Kaufman also serves Green Chimneys as director of their Sam and Myra Ross Institute, which carries out educational, advocacy and research activities centered on the interface between humans and the rest of the natural world. There’s a special education focus, but also a broader mission that encompasses everyone: the positive impacts of animal- and nature-based education in a wide variety of settings and on overall human and planetary health. At the institute’s biennial Human-Animal Interaction Conference, educators and professionals from around the world spend two days sharing best practices and ideas.

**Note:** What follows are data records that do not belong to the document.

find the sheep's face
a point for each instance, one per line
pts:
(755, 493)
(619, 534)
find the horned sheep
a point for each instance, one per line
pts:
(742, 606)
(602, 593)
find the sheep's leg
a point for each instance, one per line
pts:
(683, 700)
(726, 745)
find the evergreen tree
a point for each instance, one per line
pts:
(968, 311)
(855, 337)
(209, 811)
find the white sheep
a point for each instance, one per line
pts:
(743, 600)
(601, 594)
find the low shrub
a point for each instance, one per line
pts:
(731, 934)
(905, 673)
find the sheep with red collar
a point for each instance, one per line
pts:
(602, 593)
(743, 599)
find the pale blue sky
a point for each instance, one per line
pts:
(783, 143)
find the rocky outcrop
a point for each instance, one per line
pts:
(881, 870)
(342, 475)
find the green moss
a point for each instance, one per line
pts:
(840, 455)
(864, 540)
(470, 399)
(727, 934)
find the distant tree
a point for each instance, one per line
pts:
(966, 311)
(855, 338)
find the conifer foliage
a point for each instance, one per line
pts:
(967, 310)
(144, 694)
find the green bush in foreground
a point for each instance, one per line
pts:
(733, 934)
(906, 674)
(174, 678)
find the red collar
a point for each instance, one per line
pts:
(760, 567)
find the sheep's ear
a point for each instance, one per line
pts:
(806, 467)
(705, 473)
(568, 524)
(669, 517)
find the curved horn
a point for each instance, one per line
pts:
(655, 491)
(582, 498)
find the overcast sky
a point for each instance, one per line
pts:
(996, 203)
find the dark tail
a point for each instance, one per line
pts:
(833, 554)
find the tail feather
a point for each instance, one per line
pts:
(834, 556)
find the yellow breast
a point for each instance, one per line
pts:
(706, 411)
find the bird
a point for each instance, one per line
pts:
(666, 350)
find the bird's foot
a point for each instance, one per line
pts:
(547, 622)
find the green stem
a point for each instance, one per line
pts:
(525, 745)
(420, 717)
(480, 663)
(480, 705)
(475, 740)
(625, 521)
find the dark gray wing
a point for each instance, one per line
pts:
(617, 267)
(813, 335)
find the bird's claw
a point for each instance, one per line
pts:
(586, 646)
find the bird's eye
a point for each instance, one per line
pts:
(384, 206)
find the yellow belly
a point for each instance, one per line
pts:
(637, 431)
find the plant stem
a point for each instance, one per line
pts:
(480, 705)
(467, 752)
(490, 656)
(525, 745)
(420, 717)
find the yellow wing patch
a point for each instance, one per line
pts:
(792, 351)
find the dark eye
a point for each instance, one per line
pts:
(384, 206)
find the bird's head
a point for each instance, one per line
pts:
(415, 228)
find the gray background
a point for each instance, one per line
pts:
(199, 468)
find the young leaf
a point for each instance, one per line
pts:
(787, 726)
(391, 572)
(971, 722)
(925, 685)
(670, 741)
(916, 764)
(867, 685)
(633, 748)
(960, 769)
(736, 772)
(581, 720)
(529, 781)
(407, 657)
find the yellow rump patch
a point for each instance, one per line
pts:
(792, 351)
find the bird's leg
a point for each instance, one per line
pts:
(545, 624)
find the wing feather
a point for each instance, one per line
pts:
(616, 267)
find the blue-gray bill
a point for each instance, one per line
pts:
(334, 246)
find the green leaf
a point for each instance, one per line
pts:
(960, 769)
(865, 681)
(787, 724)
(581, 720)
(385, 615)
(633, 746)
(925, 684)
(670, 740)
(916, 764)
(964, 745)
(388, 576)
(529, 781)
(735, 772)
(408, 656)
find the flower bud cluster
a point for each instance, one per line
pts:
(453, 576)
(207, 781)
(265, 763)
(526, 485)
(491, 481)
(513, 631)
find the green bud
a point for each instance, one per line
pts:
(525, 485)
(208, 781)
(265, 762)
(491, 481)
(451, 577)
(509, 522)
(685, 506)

At the community level, outreach is key and can be as simple—and as complicated—as getting local businesses to host an autism-friendly dinner or a family movie night out. The Anderson Center hosts trainings for the business community in creating an autism-supportive environment. “Coppola’s Restaurant had us come and do a complete evaluation, and then a bunch of our families came out and ate there,” says Bozenski. “I know John and Luigi feel good about being part of the mission; I also know they have seen a sustained increase in business.
“We’ve stayed true to our mission to serve special needs, and it has taken us in a lot of directions,” she says. “A grandson of one of our original founders serves on the board, and he was our graduation speaker two years ago. He said he thought his grandfather would be very pleased.”